Das gute Jahresergebnis 2018 freue natürlich noch einmal mehr, als die Verwaltung mit einem schlechteren Abschluss gerechnet hatte. Dass ein Haushaltsplanergebnis nicht eins zu eins eintreten könne, sei übrigens bei einem Gesamtvolumen von über 800 Millionen Euro und der Vielzahl von Faktoren und Entwicklungen (z.B. Schwankungen bei den Steuereinnahmen oder der Entwicklung der Sozialhilfekosten) gut nachvollziehbar.

In diesem Zusammenhang ging Markurth auch auf das Thema Personalkosten ein. Es sei gelegentlich zu lesen, der Stellenaufwuchs in der Verwaltung belaste den Haushalt auf gefährliche Weise. "Das kann ich beim Ergebnis dieses Jahresabschlusses nicht erkennen", sagte der Oberbürgermeister. "Richtig ist, dass wir in den vergangenen Jahren um über 600 Stellen angewachsen sind und das natürlich auch Auswirkungen auf die Personalkosten hat."
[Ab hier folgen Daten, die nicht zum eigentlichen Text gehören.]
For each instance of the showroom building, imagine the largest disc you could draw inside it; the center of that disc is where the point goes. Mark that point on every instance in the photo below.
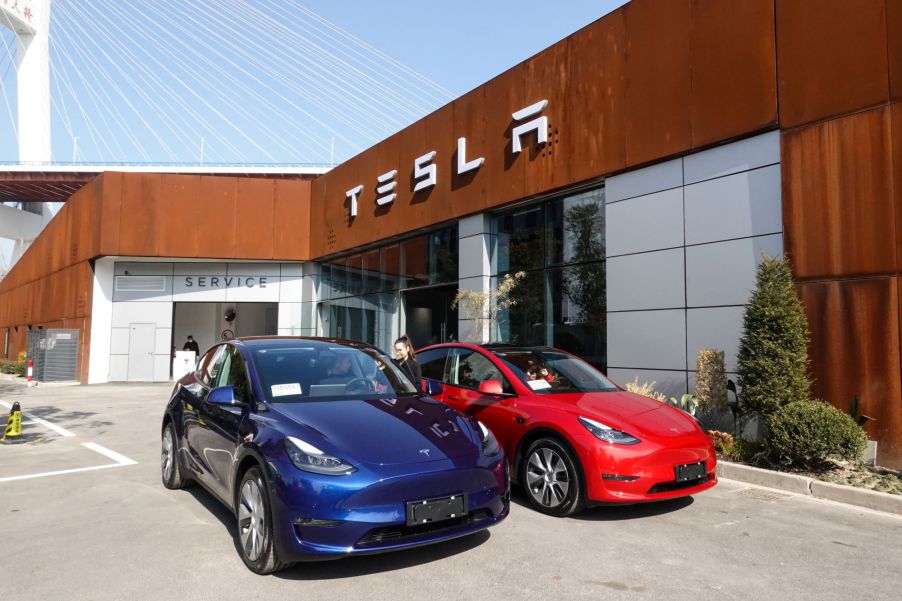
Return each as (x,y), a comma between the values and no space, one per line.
(635,172)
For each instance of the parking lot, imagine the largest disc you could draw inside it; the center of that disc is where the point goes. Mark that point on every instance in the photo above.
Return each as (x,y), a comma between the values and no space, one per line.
(84,516)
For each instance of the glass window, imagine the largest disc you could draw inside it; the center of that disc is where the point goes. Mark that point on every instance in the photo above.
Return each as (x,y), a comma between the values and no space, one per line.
(468,369)
(432,363)
(389,258)
(211,364)
(520,239)
(414,262)
(233,373)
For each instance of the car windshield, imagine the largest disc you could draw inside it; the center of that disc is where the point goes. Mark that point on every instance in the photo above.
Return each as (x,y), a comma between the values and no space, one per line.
(554,372)
(303,373)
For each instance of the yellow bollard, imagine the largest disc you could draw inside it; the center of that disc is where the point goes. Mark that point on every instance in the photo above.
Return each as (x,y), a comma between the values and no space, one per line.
(14,423)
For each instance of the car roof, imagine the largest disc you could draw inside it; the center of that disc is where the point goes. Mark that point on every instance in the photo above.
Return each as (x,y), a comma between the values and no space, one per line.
(288,341)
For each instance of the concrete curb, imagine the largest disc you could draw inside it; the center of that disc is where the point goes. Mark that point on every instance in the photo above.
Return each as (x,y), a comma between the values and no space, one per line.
(803,485)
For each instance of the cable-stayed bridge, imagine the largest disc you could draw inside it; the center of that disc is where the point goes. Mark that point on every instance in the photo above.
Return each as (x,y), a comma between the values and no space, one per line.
(243,87)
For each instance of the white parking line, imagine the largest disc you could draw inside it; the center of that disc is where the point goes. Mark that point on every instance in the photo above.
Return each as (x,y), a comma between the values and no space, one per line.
(121,460)
(45,423)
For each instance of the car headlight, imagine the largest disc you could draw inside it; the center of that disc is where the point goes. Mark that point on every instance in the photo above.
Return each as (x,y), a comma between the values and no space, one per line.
(490,446)
(307,457)
(607,433)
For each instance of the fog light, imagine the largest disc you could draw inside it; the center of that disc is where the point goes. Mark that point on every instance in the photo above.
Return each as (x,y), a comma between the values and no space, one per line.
(314,522)
(619,478)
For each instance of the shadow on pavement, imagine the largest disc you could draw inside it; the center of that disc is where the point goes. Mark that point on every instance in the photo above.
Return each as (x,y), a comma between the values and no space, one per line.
(613,513)
(347,567)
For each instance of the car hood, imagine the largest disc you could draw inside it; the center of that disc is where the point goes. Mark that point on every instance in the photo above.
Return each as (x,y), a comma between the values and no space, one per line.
(636,414)
(384,431)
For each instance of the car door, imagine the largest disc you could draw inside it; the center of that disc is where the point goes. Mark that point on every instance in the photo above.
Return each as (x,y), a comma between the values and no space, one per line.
(223,423)
(195,426)
(465,370)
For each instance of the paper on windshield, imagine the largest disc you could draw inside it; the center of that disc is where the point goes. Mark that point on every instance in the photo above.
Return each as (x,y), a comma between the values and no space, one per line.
(285,389)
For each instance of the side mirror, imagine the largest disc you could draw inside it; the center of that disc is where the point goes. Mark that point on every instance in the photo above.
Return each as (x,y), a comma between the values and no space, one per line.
(434,388)
(490,387)
(224,395)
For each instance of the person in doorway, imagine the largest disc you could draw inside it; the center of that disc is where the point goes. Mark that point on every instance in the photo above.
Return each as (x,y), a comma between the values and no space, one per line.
(191,345)
(406,358)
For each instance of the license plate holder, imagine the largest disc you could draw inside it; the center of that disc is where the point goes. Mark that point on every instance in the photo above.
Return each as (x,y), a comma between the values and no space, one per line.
(427,511)
(690,471)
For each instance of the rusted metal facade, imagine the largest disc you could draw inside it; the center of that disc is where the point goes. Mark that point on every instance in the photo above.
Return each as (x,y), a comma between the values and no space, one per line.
(650,81)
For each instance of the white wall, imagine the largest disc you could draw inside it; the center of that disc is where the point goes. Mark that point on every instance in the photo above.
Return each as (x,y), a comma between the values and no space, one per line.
(684,238)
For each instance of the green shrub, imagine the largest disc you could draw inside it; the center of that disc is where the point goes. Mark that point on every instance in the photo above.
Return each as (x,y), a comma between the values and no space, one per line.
(772,364)
(12,367)
(813,435)
(711,381)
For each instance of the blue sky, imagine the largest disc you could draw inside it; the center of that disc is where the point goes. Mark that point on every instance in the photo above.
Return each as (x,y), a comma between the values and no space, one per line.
(219,81)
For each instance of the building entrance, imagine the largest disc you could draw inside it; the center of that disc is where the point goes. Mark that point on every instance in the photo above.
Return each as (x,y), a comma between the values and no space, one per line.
(428,316)
(208,322)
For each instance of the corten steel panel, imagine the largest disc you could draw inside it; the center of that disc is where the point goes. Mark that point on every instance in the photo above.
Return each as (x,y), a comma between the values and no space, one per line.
(468,190)
(838,213)
(292,219)
(216,210)
(505,173)
(255,206)
(896,123)
(658,79)
(548,77)
(894,47)
(831,58)
(111,186)
(595,143)
(854,351)
(734,79)
(178,208)
(139,224)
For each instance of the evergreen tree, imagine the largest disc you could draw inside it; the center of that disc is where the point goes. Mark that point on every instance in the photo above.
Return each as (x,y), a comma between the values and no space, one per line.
(773,352)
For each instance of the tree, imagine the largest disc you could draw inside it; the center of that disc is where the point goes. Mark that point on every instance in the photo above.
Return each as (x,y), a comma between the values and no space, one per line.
(773,351)
(483,307)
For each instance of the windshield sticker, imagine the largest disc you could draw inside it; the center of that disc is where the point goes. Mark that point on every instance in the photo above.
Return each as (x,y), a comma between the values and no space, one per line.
(538,384)
(285,389)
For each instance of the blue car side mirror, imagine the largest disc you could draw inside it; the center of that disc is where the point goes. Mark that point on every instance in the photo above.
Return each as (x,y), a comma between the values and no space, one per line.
(224,395)
(434,388)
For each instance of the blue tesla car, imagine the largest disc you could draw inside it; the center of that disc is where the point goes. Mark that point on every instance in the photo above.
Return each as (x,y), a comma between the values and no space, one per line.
(323,448)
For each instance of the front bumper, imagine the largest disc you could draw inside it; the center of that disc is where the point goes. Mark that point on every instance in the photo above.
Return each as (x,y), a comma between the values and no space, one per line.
(328,517)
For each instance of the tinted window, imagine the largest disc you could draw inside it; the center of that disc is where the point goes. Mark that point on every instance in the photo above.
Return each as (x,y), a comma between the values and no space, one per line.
(432,363)
(211,364)
(468,369)
(318,372)
(554,372)
(233,373)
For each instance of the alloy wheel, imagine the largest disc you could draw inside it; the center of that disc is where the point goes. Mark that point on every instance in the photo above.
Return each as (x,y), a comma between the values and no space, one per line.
(251,520)
(547,478)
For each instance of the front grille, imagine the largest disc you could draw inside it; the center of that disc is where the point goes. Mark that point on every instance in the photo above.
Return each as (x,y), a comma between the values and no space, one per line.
(401,533)
(672,486)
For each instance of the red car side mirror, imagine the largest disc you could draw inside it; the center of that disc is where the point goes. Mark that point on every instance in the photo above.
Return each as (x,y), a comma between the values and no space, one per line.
(490,387)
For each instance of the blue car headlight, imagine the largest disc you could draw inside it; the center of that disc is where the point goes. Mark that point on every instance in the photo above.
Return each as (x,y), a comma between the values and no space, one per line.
(307,457)
(490,446)
(607,433)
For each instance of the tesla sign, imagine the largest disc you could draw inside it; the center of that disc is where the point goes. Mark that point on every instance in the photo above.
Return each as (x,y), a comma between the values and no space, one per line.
(425,170)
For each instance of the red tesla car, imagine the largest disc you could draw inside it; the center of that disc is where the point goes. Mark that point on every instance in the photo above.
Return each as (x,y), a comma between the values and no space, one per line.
(573,437)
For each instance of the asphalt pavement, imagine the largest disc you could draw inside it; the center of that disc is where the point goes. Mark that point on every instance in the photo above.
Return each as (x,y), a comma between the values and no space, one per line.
(83,515)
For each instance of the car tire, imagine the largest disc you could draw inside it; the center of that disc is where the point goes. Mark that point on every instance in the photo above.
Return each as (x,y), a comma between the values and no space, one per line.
(552,479)
(255,531)
(171,472)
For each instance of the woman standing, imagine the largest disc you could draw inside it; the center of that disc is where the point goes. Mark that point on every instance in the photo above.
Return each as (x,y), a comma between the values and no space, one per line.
(407,360)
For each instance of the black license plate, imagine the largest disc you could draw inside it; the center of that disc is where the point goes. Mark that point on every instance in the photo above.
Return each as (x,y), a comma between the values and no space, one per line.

Der Oberbürgermeister weiter: "Richtig ist allerdings auch, dass der Stellenaufwuchs den zusätzlichen Aufgaben geschuldet ist, die uns der Bundesgesetzgeber auferlegt hat, zum Beispiel beim Bundesteilhabe- oder Unterhaltsvorschussgesetz, oder die der Rat beschlossen hat, z. B. stärkere Geschwindigkeitsüberwachung, Digitalisierung von Schulen oder Kapazitätsausweitung im Hochbaubereich. "Dass wir mehr tun bei den Themen Kinderbetreuung, Planen von Wohngebieten und Stadtentwicklungsquartieren, dass wir noch mehr Schulen bauen und sanieren, dass wir den Stadtbahnausbau voranbringen, dass wir den Brandschutz und die Möglichkeiten der Feuerwehr verbessern, nicht zuletzt, dass wir Flüchtlinge aufgenommen haben und das weiter tun, darüber gibt es einen breiten Konsens im Rat. Das alles geht natürlich nur mit mehr Personal, und das hat bisher auch noch niemand in Zweifel gezogen."